Abegg's discoveries ranged from lo-fi bedroom-warrior bands to outsider musicians. It can be hard to differentiate between the lo-fi artists and the outsiders, since they're all oddballs working with low-to-no budgets. Outsider music is like outsider art; its creators are earnest but often untalented, or at least untrained. Sometimes they're talented, but they suffer from mental illness. That's the case with one of outsider music's most recognizable names: Daniel Johnston, a schizophrenic but remarkably talented singer-songwriter.
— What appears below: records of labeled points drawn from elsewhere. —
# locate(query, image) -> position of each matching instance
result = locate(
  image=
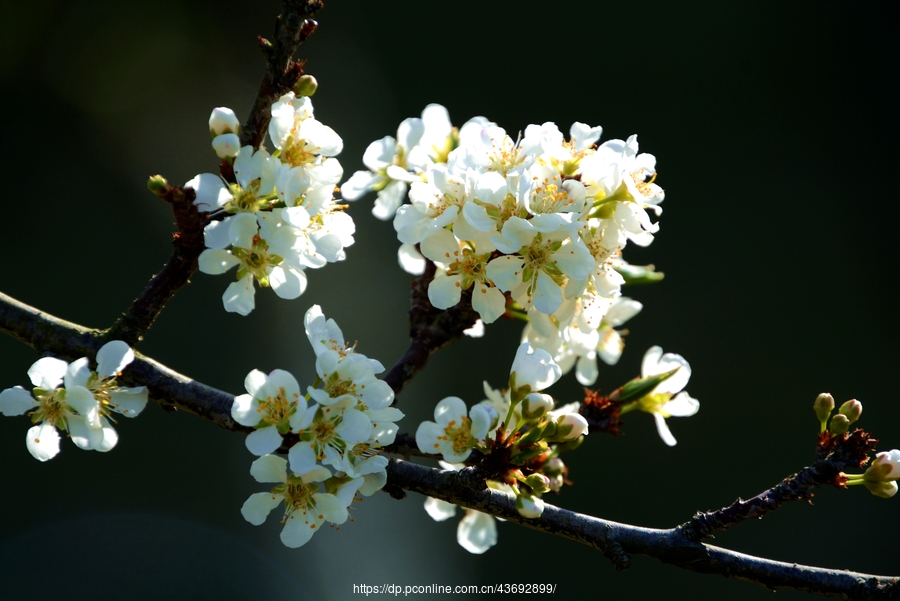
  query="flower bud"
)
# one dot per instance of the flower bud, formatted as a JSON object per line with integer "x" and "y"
{"x": 570, "y": 426}
{"x": 157, "y": 184}
{"x": 539, "y": 483}
{"x": 553, "y": 466}
{"x": 852, "y": 409}
{"x": 885, "y": 467}
{"x": 839, "y": 424}
{"x": 823, "y": 406}
{"x": 885, "y": 490}
{"x": 533, "y": 370}
{"x": 492, "y": 414}
{"x": 226, "y": 145}
{"x": 529, "y": 506}
{"x": 306, "y": 86}
{"x": 223, "y": 121}
{"x": 535, "y": 405}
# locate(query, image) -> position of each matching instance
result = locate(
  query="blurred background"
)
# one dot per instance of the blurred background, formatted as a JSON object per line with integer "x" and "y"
{"x": 776, "y": 139}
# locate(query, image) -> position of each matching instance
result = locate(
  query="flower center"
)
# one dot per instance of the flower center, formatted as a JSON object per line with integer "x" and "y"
{"x": 278, "y": 407}
{"x": 459, "y": 435}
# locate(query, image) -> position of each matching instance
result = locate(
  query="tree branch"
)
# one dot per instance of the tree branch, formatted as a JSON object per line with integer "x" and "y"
{"x": 46, "y": 333}
{"x": 430, "y": 329}
{"x": 292, "y": 28}
{"x": 188, "y": 242}
{"x": 617, "y": 540}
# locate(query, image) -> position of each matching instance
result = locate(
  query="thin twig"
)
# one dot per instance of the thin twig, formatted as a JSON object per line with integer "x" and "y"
{"x": 430, "y": 329}
{"x": 46, "y": 333}
{"x": 188, "y": 242}
{"x": 617, "y": 540}
{"x": 292, "y": 28}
Johnston became an obsession for Abegg. Around the same time, he discovered Seattle indie label K Records, leading to another infatuation. He befriended Mr. Snowman, a Brit who takes a cue from Wesley Willis and sings over preprogrammed music on his keyboard, and Florida-via-Boston pseudo-R&B goofball Timothy Mathis, aka Butt-Out. Abegg's very good friend B.C. Sterrett, curator of the Lost Media Archive, turned him on to outsider artists like Mar-Tie (The "avant-garde grandpa" of one-time City Weekly scribe, Phil Jacobsen), rockabilly weirdo Hasil Adkins and Shooby Taylor, the Human Horn. "He really opened the floodgates to loads and loads of outsider wisdom."

The urge to share these discoveries led to Abegg forming Swoody in 2013. The idea was to give an outlet to these artists, to "help [them] organize their scattered, copious amounts of songs into more accessible albums." Abegg began by curating The Song Poem Project, Vo1. 1, inspired by the song poems generated by magazine ads enticing amateur poets to pay a fee to have their verses set to music. The release featured song-poem collaborations between Mr. Snowman, Butt-Out, Sterrett and local artists Adam Sherlock, SubRosa, Daniel Fischer/Fisch Loops and others. The compilation came out in May 2013. Since then, Swoody's catalog has expanded to include 19 releases. Among these are more compilations, like Let's Get Awkward: The Sounds of Off-step Sincerity (released in June) and The Swoody Spooky Halloween Party Mix (released October). Most Swoody releases, however, focus on individual artists like Mr. Snowman, Butt-Out, Mar-Tie, Fisch Loops, Thompson Owen, Canadians Among Us and Valerie Rose Sterrett. Oh, and Abegg's own band, Secret Abilities.

Abegg says Swoody is "more of a service project than a business," so many Swoody releases are digital-only and available via the label's Bandcamp page (SwoodyRecords.Bandcamp.com) at pay-what-you-want pricing, which, in most cases, means free. "[Swoody] was never [created] to make money—at least for now. It's for introducing these awesome artists to the world ... and making their music even more accessible. Any donations we get go toward promotion or future releases."

So far, it seems to be working, at least outside of Utah. "We are much more popular outside [the state]. Swoody is very much an 'outsider,' locally," says Abegg. "I find that same thing happens with my bands. It's weird, but OK, I guess."

Abegg says he's still working on his promoting skills for Swoody bands because his main goal remains sharing the music. "[I want] to really help give these awesome homemade artists a strong fan base/cult following. I want to release a lot more tangible albums and cassettes and 7-inch singles."

New discoveries, of course, continue to drive Abegg. He enlists his new musical friends in helping him search for new Swoody artists. "I find a lot of great artists that way, and I still actively search out and invite artists myself.

"[I want] to find and release tons more awkward, interesting, bizarre and homemade music. There's so much more than just boring bands like Radiohead."